León fica no noroeste da Espanha e foi a nossa última parada hispanohablante. Aproveitei para gastar o que restava do meu estoque de portunhol. De todos os lugares por onde passamos, foi o destino ao qual mais me apeguei. Fiquei numa fixação doida; queria até me mudar para lá.

Acordei com um sentimento agridoce no décimo segundo dia de viagem: já estava um pouco cansada de dormir em um lugar diferente a cada dia; sentia falta da minha rotina. Ao mesmo tempo, estava um pouco nostálgica pela viagem, tão próxima do fim. Deixamos León com céu nublado e um pouco de chuva para trás. Tivemos uma parada estratégica antes de cruzar a fronteira com Portugal: a Bodega El Capricho.

Bodega El Capricho, Espanha.
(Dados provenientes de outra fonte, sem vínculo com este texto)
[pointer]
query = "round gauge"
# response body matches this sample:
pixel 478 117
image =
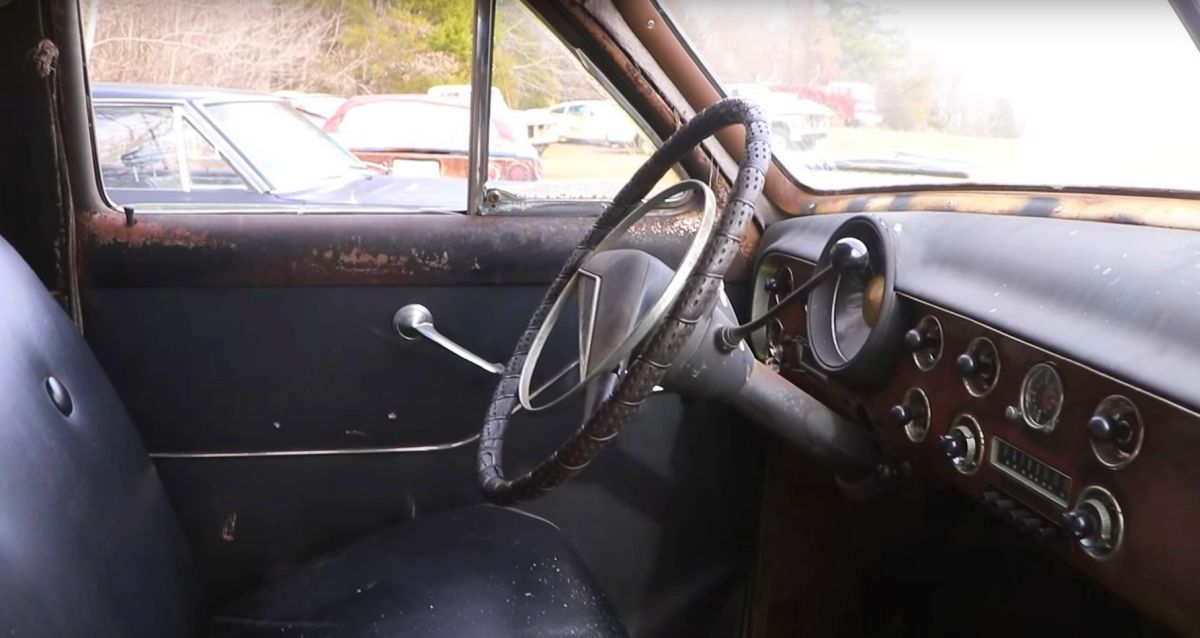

Setembro, 2025. Acervo pessoal.

Antes do almoço, fizemos uma visita à fazenda deles. A especialidade da casa são os bois da raça Ox, animais que, devido à castração e à consequente ausência de estímulos hormonais, são mais gordos e calmos. Pensei que só veríamos do carro, uma Land Rover Defender estilosa, mas ficamos no meio deles; N. até deu umas folhinhas para os bois comerem.

As cavernas! Bodega El Capricho, Espanha. Setembro, 2025. Acervo pessoal.

El Capricho começou como vinícola. Perto do restaurante, há uma série de cavernas nas colinas, e algumas delas pertencem aos donos da bodega. Após uma temporada focada na produção e na venda de vinhos, um dos donos provou a carne do boi Ox e teve um grande surto. Saiu daí o desejo de investir na criação do animal e de torná-lo uma especialidade da casa. Optamos pelo menu essencial, luxo escolhido por nós com muito cuidado para coroar os quilômetros finais do nosso passeio. Nunca vou me esquecer da textura da cecina, que desmanchava na boca. De longe, a melhor experiência gastronômica da minha vida.

Saímos mais pesados rumo à fronteira de Portugal, que nos recebeu com muito vento, daqueles que dão dor de cabeça. N. encontrou um quarto no Vale de Porco, numa residência calma e com vista estonteante para o Vale. Chegamos quebrados.

Vale do Douro, Portugal. Setembro, 2025. Acervo pessoal.

No décimo terceiro dia, nos preparamos para nos despedir da moto e nos desprender do sonho, pois o veículo seria levado de volta à França por uma transportadora. Zigue-zagueamos pelo Vale do Douro e pegamos um pouquinho de chuva no trecho final, quase como um batismo para lavar a alma após 2617 quilômetros. Chegamos a Guimarães no fim da tarde. Exausta, a sac de sable finalmente pôde colocar os pés no chão, com a mala leve e o coração cheio, pronta para celebrar o casamento de L. e M.

Guimarães, Portugal. Setembro, 2025. Acervo pessoal.